Erosion of Policy Rights
FTAs also have the effect of eroding policy space or the ability of governments to use tariff and other trade-related policies to advance its own development objectives. Under ‘free trade’ regimes, governments lock-in their tariff and trade policies by way of their commitments and obligations under the agreements. The direction of trade policy is often just one way, moving towards the eventual elimination of tariffs and other trade barriers with very limited space and flexibilities for countries to calibrate these policies in line with their own development objectives or to safeguard domestic economies against import surges.
Exacerbating regional asymmetries
The Southeast Asian region has been characterized as a growth area for trade and investments.
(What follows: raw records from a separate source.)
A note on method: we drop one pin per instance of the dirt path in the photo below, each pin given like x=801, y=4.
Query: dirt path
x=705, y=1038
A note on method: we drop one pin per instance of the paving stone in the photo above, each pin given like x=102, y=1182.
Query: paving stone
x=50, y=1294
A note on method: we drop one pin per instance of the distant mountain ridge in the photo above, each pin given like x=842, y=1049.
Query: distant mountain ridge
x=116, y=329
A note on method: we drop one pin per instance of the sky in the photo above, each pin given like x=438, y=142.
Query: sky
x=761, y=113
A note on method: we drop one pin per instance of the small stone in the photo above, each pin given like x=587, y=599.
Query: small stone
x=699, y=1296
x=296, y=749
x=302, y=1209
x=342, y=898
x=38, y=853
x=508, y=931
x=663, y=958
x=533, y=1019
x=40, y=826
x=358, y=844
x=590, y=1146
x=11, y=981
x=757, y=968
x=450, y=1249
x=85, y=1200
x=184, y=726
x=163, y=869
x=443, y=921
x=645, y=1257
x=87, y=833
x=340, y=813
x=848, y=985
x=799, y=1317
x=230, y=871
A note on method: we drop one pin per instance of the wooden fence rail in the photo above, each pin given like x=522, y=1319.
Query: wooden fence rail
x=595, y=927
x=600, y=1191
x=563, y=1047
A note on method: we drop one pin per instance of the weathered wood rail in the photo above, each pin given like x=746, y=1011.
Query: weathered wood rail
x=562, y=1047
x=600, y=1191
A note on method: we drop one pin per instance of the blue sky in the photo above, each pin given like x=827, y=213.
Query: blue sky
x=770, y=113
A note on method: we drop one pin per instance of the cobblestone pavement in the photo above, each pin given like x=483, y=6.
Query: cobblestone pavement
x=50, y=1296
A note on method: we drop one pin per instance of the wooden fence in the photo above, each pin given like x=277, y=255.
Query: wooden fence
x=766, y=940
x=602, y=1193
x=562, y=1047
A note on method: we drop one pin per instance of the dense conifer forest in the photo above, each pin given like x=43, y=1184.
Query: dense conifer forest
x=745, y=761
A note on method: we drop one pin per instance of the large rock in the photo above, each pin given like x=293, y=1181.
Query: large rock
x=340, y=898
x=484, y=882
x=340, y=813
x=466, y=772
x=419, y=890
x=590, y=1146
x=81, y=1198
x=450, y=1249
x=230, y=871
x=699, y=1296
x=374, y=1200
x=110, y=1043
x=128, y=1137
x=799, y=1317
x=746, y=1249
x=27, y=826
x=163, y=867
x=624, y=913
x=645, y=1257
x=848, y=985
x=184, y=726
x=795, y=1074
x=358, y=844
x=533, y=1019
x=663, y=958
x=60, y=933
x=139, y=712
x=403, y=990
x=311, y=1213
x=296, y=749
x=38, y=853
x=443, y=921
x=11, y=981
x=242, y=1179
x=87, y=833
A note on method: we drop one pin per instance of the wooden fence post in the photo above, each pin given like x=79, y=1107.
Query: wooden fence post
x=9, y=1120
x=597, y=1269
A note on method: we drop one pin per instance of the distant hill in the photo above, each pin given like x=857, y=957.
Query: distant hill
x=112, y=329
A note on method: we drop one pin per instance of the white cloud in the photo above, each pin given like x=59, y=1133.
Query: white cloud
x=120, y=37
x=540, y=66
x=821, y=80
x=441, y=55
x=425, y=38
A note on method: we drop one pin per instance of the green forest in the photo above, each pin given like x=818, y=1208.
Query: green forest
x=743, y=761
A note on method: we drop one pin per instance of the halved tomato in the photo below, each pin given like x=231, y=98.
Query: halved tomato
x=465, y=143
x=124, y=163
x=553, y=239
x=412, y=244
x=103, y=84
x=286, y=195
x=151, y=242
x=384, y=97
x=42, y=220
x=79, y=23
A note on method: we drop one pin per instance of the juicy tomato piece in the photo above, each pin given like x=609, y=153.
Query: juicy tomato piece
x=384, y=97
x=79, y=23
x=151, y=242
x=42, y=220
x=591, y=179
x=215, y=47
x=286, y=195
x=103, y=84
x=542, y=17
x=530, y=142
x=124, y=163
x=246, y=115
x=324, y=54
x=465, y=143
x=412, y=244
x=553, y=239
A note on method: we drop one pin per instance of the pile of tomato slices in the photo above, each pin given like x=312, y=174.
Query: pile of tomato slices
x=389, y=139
The countries within the region have a combined Gross Domestic Product of US$ 700 B. The region has registered an average growth rate of 6.4 percent in 2007. ASEAN continued to sustain positive trend for its trade performance with the value of total trade now exceeding US$1.4 trillion. ASEAN FDI flows amount to around US$50 billion.
This impressive economic performance however mask the reality that “Southeast Asia is an economically diverse region, with countries having variable levels of development and capacities to respond to globalization and change, and to the needs of its citizens”
ASEAN is a region of poverty and inequality where on average 30 percent of people live below national poverty threshold levels and where the richest 20 % of the population corner close to 50% while the poorest 20% get less than 10% of national income.
On a regional level, this income inequality is apparent in per capita GDP figures. Singapore is the richest among the ten nation Members of ASEAN with a per capita GDP US$35,000, followed closely by Brunei with US$31,000. A far third would be Malaysia with per capita GDP of US$6,880. On the tail-end is Myanmar/Burma whose per capita GDP is a dismal US$215 or less than 1 % (0.6) of Singapore’s.
There is also a clear imbalance among countries in terms of the share of benefits from this impressive economic growth in the region. Singapore gets a lion-share of both merchandize exports as well as FDI in the region.
While the ASEAN FTAs recognize these asymmetries and hopes to address these by way of differentiated obligations for the least developed countries in the region, these deals nevertheless push for an ambitious trade and investment agenda that could very well exacerbate poverty and inequality among and within countries in the region. ASEAN’s obsession for closer economic relations through these comprehensive and ambitious trade and investment deals may in fact lead to exactly the opposite- a region further divided along economic, political, and social lines.